Backlash after Georgia school’s new logo resembles Nazi symbol | Georgia

The rollout of a new logo for an Atlanta-area elementary school has been put on hold after parents noted similarities to a Nazi symbol, though a school district said the design was based on the wings of eagle of a US Army colonel.
The Cobb County School District said Tuesday it had halted distribution of the new East Side Elementary School logo in Marietta after being condemned on social media.
The logo features an eagle, the school’s mascot, over the school’s initials ES.
The Nazi eagle, which was developed in the 1920s and later became a symbol for white supremacists, depicts an eagle holding a swastika in its talons.
Georgia’s second-largest school district announced plans to delay the new logo while “immediately considering necessary changes.”
“We understand and strongly agree that the similarities to Nazi symbolism are unacceptable, although this design is based on the US Army Colonel’s eagle wings, stakeholder input has been and continues to be be important to our schools,” the statement said.
A message to parents on Monday informed them of the new logo, saying it was chosen to “represent the eagle soaring towards excellence and to honor the history of our great school”.
The district worked with all schools to create logos, the post adds. But the design drew a quick reaction on social media.
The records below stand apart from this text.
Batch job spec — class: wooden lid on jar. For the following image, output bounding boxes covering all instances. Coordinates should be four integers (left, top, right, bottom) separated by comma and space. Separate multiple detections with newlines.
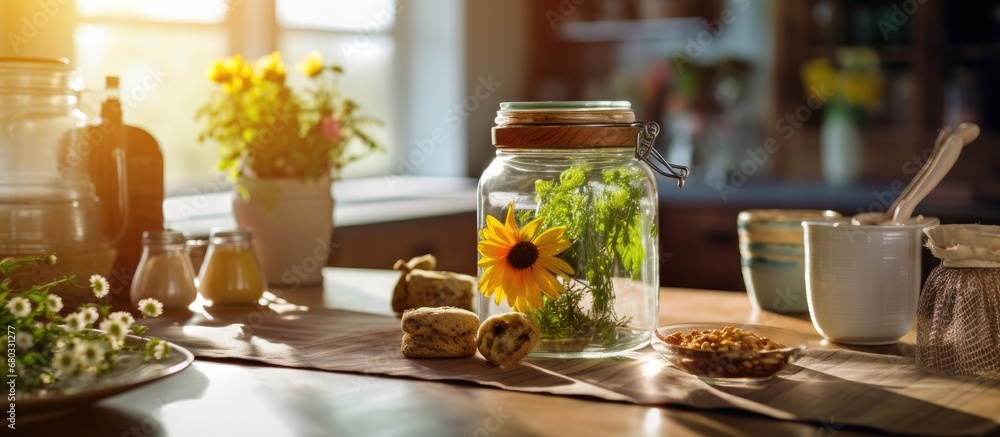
493, 101, 641, 149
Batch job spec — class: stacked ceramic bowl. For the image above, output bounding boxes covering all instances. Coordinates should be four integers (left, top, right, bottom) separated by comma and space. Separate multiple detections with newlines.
736, 209, 840, 313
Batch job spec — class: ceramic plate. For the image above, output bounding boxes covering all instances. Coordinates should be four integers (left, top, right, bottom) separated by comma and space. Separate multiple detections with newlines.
15, 336, 194, 417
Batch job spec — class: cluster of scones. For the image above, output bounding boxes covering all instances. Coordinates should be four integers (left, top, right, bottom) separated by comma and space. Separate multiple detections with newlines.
401, 307, 541, 367
401, 307, 541, 367
393, 255, 541, 367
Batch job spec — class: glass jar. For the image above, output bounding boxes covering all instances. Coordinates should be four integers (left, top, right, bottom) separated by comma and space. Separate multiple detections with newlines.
477, 102, 687, 357
129, 230, 198, 311
0, 57, 126, 297
198, 228, 265, 305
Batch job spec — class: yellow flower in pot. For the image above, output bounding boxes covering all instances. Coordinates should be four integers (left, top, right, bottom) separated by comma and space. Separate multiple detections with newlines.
196, 52, 383, 286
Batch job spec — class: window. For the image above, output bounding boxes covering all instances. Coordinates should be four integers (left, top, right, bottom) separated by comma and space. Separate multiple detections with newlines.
73, 0, 396, 194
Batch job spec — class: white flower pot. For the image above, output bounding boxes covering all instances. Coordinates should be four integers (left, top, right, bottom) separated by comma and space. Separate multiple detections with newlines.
233, 176, 333, 288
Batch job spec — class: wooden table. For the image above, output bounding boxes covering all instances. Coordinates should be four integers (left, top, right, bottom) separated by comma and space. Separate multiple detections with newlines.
19, 268, 928, 437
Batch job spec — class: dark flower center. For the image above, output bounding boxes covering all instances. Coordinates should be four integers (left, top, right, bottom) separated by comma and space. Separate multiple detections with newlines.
507, 241, 538, 270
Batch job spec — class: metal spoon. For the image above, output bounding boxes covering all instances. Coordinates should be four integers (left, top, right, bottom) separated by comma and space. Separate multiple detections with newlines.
892, 123, 979, 224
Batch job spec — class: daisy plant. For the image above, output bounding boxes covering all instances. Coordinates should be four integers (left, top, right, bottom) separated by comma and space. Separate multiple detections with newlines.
0, 255, 170, 392
196, 52, 382, 194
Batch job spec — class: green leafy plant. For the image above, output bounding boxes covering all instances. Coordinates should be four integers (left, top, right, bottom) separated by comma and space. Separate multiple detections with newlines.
525, 164, 655, 344
196, 52, 382, 187
0, 255, 170, 392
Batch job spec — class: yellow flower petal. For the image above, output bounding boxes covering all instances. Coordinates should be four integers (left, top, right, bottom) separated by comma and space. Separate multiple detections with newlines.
477, 203, 573, 312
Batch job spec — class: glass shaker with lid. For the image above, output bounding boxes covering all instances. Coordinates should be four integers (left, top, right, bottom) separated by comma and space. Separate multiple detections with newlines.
477, 102, 688, 358
129, 230, 198, 310
198, 228, 266, 305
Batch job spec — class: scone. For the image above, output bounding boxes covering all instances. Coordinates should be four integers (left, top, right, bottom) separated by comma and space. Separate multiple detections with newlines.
402, 334, 476, 358
400, 307, 479, 358
400, 307, 479, 338
392, 269, 476, 312
392, 254, 437, 313
477, 313, 542, 367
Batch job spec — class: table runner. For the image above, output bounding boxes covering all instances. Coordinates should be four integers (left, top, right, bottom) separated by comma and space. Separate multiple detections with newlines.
144, 300, 1000, 435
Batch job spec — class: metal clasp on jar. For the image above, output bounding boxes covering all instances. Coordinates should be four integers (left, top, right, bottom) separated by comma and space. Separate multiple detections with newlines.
632, 121, 691, 188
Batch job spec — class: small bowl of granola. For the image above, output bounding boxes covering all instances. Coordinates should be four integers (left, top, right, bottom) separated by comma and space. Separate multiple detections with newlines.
650, 323, 807, 385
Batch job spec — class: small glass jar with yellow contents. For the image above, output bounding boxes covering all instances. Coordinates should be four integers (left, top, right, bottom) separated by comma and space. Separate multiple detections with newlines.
198, 228, 266, 305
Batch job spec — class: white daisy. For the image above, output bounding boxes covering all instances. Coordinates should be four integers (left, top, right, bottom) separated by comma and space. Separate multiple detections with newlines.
74, 341, 104, 367
80, 307, 101, 325
90, 275, 111, 298
14, 331, 35, 351
101, 319, 128, 340
63, 313, 87, 332
153, 339, 170, 360
7, 296, 31, 319
52, 348, 80, 375
45, 294, 62, 313
139, 297, 163, 317
107, 311, 135, 329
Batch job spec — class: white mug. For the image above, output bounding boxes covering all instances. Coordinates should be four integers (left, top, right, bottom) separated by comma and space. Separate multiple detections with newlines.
802, 217, 938, 345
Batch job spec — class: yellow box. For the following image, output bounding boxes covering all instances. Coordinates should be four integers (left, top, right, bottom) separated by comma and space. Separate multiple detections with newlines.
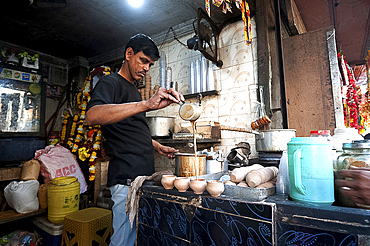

“I don’t want to see my kids wearing this on their shirts,” Mike Albuquerque, father of two students who will be attending school next year, told the Atlanta Journal-Constitution. “Really, it’s a big oversight by the county and everyone involved in the process who looked at this, not to point out that it looks like Nazi iconography. Or maybe, who knows, someone one called him and he was not heard.
East Side Elementary is across the street from a synagogue. Rabbi Amanda Flaks told WSB-TV she had to look twice at the design.
“I thought, ‘That sounds weird. It makes me feel uncomfortable, “and I came back to it many times and felt more and more uncomfortable and sick each time,” Flaks said, noting that the war eagle had was used by the Nazis during World War II and currently by neo-fascist and neo-Nazi groups.
Flaks said she contacted the school and got an apology from the principal, along with photos of what the school district said the logo was based on. She said she was hurt on many levels, adding: “My children are the great-grandchildren of someone who fled the Nazi regime in Germany and survived the Holocaust.”
Stacy Efart said as a parent and member of the Jewish community, she was outraged.
“I want to see the logo not just removed, I want a direct apology to our community. Not just the Jewish community, but the whole community,” Efart said.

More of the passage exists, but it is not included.